Completed: September 4, 2022.

This is a tale of two would-be scarves, and some serious “before and after” skills improvement.

I started thinking of this project in 2016, when I bought a set of (value) gradient skeins of wool, and thought it would be fun to use it in a weaving project. I got serious about it and got it on the loom in 2019. Out of the gate, I realized I was struggling to find a good match, weft-wise. My original plan (a variegated yarn) looked absolutely awful (picture included below). I played around with some alternates, and found an approach that sort of worked for me, and got to weaving. I wound up doubling the weft to get a decent fabric, and then it made sense to do clasped weft. I tried a bunch of different ways of moving the clasp as I went, and settled on doing “stepwise” progression, notionally around the twill diamonds in the pattern.

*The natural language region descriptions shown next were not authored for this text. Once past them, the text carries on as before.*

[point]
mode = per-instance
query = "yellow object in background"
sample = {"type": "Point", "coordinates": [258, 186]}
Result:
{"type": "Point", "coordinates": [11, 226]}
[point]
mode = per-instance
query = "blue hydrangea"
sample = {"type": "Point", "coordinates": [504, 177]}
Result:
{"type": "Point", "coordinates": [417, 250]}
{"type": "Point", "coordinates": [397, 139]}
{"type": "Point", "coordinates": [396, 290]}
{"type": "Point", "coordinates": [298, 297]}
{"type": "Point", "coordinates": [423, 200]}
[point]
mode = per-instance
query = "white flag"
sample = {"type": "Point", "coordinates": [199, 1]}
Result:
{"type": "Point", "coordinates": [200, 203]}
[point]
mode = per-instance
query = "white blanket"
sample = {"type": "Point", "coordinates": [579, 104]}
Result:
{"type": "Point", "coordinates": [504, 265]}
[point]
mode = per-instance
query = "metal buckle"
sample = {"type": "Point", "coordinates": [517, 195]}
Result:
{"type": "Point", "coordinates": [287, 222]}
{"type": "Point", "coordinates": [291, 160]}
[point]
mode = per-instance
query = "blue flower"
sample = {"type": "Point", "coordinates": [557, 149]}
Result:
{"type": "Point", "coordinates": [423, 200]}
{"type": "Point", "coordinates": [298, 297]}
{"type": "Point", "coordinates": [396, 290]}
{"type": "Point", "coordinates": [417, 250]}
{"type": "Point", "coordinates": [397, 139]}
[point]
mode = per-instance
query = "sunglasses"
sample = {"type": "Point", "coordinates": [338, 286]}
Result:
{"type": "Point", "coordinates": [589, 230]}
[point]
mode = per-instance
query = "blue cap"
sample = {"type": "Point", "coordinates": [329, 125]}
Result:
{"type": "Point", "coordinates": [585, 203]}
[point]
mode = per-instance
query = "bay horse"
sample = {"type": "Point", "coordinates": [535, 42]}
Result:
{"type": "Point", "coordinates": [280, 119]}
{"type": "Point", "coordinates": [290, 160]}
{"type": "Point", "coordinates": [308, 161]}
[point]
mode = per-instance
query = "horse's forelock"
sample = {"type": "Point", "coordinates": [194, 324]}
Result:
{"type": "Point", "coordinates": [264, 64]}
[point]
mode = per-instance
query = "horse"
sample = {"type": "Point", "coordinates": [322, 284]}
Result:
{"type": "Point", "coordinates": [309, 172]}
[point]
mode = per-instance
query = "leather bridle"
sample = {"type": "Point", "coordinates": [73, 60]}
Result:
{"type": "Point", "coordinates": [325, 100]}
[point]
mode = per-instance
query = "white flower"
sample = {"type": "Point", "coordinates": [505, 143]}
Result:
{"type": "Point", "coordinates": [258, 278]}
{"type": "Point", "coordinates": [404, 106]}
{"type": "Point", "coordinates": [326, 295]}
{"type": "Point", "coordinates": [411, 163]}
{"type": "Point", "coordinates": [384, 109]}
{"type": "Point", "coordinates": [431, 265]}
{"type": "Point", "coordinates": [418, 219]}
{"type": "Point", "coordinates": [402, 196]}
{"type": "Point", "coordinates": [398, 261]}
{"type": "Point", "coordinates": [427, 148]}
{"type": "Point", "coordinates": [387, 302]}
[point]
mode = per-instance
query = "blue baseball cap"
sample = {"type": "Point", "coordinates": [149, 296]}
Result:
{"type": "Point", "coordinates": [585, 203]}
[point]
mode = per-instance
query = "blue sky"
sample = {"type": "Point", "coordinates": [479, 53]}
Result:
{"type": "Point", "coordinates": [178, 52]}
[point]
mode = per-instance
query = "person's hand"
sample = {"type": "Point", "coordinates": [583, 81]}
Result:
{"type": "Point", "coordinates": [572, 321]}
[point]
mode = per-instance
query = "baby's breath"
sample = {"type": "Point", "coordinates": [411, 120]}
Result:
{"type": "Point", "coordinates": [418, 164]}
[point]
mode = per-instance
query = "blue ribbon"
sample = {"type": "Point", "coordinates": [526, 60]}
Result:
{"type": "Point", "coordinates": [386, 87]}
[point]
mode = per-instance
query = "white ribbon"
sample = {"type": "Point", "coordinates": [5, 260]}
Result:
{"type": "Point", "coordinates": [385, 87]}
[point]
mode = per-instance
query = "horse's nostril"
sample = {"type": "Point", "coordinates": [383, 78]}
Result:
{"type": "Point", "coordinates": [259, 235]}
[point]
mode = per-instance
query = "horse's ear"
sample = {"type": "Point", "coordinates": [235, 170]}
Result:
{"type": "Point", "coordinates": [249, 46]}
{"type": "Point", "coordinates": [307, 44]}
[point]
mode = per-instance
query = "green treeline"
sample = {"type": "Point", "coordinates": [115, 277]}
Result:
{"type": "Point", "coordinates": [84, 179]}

Then… the pandemic hit, and I was unable to get to that loom from November of 2019, until November of 2021. The project sat, patiently, on the loom. I, in the meantime, took a bunch of online classes and learned, among other things, how to do gradients properly (hint: value gradients are always going to be hard) and why variegated yarns are often difficult to use in weaving (depends on the variegation, of course). I also learned how to beat in my weft without excessive draw in, which evidently had been a problem before.

In November 2021, when I got back to the loom, I finished out the first scarf using the weft I’d started with. It’s quite clear where I picked up again — there’s a definite “notch” where the scarf widens out to a reasonable draw-in (instead of squishing the patterns on either selvedge).

In July 2022, when I was back at the loom to weave scarf number two, I brought improved colour knowledge to the party, and picked out a (much) more successful weft colour. I also pulled the edge threads out of heddles, and used them as floating selvedges. There were some things I just couldn’t fix — the sett was probably pretty much wrong for that yarn (too loose); I wasn’t ready to re-thread and make a skinny scarf, though. And, I ran out of the one skein of that weft yarn before I ran out of warp… in the end, the scarf (wet-finished) is 57 inches long, exclusive of fringe. I’d rather have another foot of scarf, but by that point I was completely “done” with the project, and anything I might have added as a weft extension would have looked like I’d run out of yarn.

So, instead, I wove a wee sample using some mohair yarn I’d tried as a weft. It wasn’t the right weft for this project, but it has convinced me I do want to use it as a weft in some project!